LonelyMoose commented 1 year ago

i have a laptop and nothing has changed except for webui repo, haven't used it constantly so can'y pinpoint where it went wrong

horsaen commented 1 year ago

hi !! i've recently come across a solution — consider checking if a swap partition exists. i've found that if the swap partition is too small or nonexistent, the machine completely freezes.

there's a nice little chart in the 'How much swap do I need?' section here hope it helps :))

ClashSAN commented 1 year ago

this webui needs 16gb of ram, create swapfile if you have to, like so:

# Turn swap off
# This moves stuff in swap to the main memory and might take several minutes
sudo swapoff -a

# Create an empty swapfile
# Note that "1G" is basically just the unit and count is an integer.
# Together, they define the size. In this case 8GB.
sudo dd if=/dev/zero of=/swapfile bs=1G count=8

# Set the correct permissions
sudo chmod 0600 /swapfile

sudo mkswap /swapfile  # Set up a Linux swap area
sudo swapon /swapfile  # Turn the swap on

you can make the swap up to 3x the amount of your ram. but you might do better with less.

Lerc commented 1 year ago

I have been having this issue for a while (Linux 32gig ram, 12gig vram) I can change models a few times but after 3 or 4 switches It eats all the ram and gets killed.

yggdrasil75 commented 1 year ago

I have over 90 gb of ram. this only started happening within the last week or so. before that, I would not experience any issues switching models unless the model itself was broken. now I get crashes. I am on windows 10, not linux or wsl. this happens when I try switching to a safetensor almost every time, it happens when switching to a cktp only around half the time. but it does happen with both. interesting to note though, because safetensors are smaller than ckpts, so it isnt ram.

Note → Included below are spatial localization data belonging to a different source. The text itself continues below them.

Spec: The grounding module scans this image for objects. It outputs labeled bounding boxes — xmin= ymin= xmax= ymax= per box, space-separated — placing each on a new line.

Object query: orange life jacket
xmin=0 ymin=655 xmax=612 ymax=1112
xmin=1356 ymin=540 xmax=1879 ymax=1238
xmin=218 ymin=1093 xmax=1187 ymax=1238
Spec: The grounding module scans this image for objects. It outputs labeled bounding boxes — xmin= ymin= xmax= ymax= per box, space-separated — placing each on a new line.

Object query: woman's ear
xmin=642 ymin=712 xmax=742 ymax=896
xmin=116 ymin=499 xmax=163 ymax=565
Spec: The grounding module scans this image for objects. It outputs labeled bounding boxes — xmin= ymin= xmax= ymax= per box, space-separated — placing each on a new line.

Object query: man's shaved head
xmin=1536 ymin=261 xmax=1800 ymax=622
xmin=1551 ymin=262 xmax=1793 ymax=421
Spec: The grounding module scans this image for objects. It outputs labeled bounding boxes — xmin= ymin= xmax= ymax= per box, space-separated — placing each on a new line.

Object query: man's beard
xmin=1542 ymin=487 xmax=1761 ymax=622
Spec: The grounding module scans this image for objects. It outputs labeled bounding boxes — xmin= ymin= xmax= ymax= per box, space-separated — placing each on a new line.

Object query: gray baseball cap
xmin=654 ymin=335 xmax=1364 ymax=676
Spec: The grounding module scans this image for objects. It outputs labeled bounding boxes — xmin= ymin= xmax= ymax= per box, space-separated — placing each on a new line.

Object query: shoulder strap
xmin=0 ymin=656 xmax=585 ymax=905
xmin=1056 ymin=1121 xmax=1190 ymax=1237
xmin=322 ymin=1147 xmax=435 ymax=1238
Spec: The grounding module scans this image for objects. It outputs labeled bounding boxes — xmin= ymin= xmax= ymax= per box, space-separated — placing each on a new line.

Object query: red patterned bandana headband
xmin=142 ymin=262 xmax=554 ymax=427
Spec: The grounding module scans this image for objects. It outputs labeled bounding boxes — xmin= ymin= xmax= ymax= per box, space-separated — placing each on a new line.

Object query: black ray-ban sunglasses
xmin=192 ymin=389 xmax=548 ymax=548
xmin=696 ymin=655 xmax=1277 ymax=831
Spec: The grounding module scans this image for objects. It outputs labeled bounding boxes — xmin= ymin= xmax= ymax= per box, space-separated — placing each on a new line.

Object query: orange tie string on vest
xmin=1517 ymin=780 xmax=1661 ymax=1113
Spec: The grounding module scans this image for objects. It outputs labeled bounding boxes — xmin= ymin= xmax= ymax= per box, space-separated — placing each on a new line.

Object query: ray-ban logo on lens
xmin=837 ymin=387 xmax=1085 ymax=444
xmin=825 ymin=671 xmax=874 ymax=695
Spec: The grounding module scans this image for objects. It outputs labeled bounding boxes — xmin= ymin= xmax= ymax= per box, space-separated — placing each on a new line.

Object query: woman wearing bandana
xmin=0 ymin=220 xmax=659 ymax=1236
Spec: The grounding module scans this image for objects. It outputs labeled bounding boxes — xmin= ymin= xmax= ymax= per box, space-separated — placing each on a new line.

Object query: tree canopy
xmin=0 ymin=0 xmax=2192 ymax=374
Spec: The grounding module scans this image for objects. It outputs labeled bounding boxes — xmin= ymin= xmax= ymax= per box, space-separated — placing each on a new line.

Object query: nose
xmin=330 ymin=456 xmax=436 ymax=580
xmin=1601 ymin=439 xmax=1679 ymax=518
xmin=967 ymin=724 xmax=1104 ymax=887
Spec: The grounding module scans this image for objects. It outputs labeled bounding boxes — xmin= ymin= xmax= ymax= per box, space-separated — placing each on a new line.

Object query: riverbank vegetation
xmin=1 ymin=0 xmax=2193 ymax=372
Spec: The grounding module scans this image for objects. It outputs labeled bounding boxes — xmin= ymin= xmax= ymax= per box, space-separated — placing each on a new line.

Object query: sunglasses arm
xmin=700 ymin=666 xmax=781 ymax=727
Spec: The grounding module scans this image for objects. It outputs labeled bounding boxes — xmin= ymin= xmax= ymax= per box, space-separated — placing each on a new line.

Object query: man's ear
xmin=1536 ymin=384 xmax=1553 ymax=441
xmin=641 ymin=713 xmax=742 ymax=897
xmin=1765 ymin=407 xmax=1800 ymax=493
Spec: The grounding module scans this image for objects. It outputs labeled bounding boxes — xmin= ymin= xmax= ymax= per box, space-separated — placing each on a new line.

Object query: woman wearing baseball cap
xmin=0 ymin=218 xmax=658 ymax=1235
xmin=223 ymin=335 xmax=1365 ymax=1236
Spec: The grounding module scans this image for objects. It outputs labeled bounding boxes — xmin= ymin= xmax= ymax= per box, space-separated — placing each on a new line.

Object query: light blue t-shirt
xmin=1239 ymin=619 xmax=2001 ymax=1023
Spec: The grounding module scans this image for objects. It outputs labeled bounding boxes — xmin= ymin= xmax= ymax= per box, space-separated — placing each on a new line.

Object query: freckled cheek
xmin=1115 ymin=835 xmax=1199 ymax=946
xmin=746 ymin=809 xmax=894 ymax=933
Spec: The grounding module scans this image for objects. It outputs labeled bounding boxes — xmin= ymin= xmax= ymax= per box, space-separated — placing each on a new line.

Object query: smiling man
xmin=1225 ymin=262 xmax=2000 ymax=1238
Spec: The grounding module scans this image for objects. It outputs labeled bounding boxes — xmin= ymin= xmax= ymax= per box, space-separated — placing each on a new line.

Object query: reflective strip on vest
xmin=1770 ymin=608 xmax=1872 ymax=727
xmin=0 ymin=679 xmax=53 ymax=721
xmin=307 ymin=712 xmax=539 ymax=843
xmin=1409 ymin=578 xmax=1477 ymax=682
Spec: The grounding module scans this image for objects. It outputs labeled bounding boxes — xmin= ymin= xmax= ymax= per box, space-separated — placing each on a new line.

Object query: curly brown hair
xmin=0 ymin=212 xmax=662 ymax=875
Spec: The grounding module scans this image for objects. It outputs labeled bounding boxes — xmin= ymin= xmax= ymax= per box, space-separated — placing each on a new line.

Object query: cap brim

ClashSAN commented 1 year ago

well, I wouldn't know why, but you can try using the supermerger extension to unload models from ram if its your problem. check if its an extension issue, or a browser issue.

somenewaccountthen commented 1 year ago

I have had this for months. The KILLED thing. It's definitely resources because just before it gets killed my machine almost freezes. My mouse moves at 1px per 5 seconds. Then when the mouse speeds up again i can pretty much guarantee the shell with A1111 has the 'Killed' in it. I will start paying attention. My current assumption it got worse using Controlnet. So probably Controlnet is also impacting the same resource. (Probably memory as suggested above) You are probably using that now sometimes?

90Gb huh.. wtf You'd think that would be enough. Maybe it's some artificial limit set in the OS that prevents a process to grab more than X memory?

With regard to swap solution: Will it then start to swap? And won't that also be very unwelcome. Performance wise i mean.